In the eastern part of the continent, annual freshets occur from the Canadian Taiga ranging along both sides of the Great Lakes then down through the heavily forested Appalachian mountain chain and St. Lawrence valley from Northern Maine into barrier ranges in North Carolina and Tennessee.

In the western part of the continent, freshets occur throughout the generally much higher elevations of the various west coast mountain ranges that extend southward down from Alaska even into the northern parts of Arizona and New Mexico.

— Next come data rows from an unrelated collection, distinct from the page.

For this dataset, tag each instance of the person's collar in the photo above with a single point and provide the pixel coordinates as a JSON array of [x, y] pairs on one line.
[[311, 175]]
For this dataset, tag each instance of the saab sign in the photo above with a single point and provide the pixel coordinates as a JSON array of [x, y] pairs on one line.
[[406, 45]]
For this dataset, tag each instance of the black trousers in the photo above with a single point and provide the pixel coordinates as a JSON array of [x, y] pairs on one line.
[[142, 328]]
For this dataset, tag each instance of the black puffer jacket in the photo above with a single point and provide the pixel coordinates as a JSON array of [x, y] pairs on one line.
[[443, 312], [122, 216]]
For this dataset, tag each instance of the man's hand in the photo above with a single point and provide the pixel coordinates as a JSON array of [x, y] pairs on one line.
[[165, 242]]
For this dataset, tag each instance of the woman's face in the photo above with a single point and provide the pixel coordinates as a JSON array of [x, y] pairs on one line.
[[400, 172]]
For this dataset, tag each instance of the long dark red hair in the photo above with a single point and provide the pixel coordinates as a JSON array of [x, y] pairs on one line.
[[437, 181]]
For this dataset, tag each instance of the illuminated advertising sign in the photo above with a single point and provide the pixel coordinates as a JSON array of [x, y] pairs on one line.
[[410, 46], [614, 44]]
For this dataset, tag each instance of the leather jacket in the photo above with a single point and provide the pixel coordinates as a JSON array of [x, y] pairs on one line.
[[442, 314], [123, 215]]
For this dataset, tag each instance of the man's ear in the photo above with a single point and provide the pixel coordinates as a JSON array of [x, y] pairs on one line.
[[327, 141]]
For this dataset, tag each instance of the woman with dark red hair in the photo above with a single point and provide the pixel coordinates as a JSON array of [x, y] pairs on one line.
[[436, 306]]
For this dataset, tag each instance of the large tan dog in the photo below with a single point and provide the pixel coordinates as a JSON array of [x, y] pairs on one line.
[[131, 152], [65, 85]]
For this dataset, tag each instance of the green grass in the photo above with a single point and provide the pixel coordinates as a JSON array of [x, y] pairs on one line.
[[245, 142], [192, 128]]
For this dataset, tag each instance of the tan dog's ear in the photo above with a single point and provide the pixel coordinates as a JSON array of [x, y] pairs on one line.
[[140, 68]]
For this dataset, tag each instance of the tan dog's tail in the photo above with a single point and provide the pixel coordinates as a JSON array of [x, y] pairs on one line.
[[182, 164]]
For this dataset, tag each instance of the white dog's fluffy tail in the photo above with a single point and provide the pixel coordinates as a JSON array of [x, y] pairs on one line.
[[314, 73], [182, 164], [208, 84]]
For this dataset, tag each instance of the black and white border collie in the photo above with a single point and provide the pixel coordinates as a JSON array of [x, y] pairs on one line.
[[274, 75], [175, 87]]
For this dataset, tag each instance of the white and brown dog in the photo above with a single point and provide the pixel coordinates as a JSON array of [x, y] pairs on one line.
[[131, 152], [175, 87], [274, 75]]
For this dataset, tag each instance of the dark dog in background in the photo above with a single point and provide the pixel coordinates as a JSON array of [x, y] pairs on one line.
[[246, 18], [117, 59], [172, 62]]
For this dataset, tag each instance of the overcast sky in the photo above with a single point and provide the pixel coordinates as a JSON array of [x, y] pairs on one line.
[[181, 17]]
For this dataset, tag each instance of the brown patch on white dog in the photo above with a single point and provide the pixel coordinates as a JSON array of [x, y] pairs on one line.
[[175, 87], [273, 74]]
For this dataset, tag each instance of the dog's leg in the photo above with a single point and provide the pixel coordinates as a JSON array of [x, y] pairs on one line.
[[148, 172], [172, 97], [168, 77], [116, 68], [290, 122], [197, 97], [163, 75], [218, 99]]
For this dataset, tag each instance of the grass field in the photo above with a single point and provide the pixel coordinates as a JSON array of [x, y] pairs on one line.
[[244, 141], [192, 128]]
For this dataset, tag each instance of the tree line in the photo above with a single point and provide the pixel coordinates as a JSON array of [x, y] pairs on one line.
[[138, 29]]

The term can also refer to the following:
  • A flood resulting from heavy rain or a spring thaw. Whereas heavy rain often causes a flash flood, a spring thaw event is generally a more incremental process, depending upon local climate and topography.
  • A stream, river or flood of fresh water which empties into the ocean, usually flowing through an estuary.
  • A small stream of fresh water, irrespective of its outflow.
  • A pool of fresh water, according to Samuel Johnson and followed in Thomas Sheridan's dictionary, but this might have been a misinterpretation on Johnson's part, and it is at best not a common usage.

Usage examples of "freshet".

Freshet or purling brook, of shell or fin, And exquisitest name, for which was drained Pontus, and Lucrine bay, and Afric coast.

It drew him to a thicket of aspen trees, beyond that to a tangle of briars, and then to the clustering stands of sweet pepperbushes bordering a small freshet.

When the dam is built the beavers often dig a channel around either end to carry off the surplus water, and so prevent their handiwork being washed away in a freshet.

Now, in that Japanese sea, the days in summer are as freshets of effulgences.

The nearest railroad connection was Glendive, seventy-six miles up the latter stream, though steamboats took advantage of freshets in the river to transport immense supplies from lower points on the Missouri where there were rail connections.

Nay, What makes this insolent and comely stream Of appetence, this freshet of desire (Milk from the wild breasts of the wilful Day!

We climbed a granite ledge, thick with moss and lichen, wet with the omnipresent flow of water, then followed the path of a descending freshet, brushing aside long grass that pulled at our legs, dodging the drooping branches of mountain laurel and the thick-leaved rhododendrons.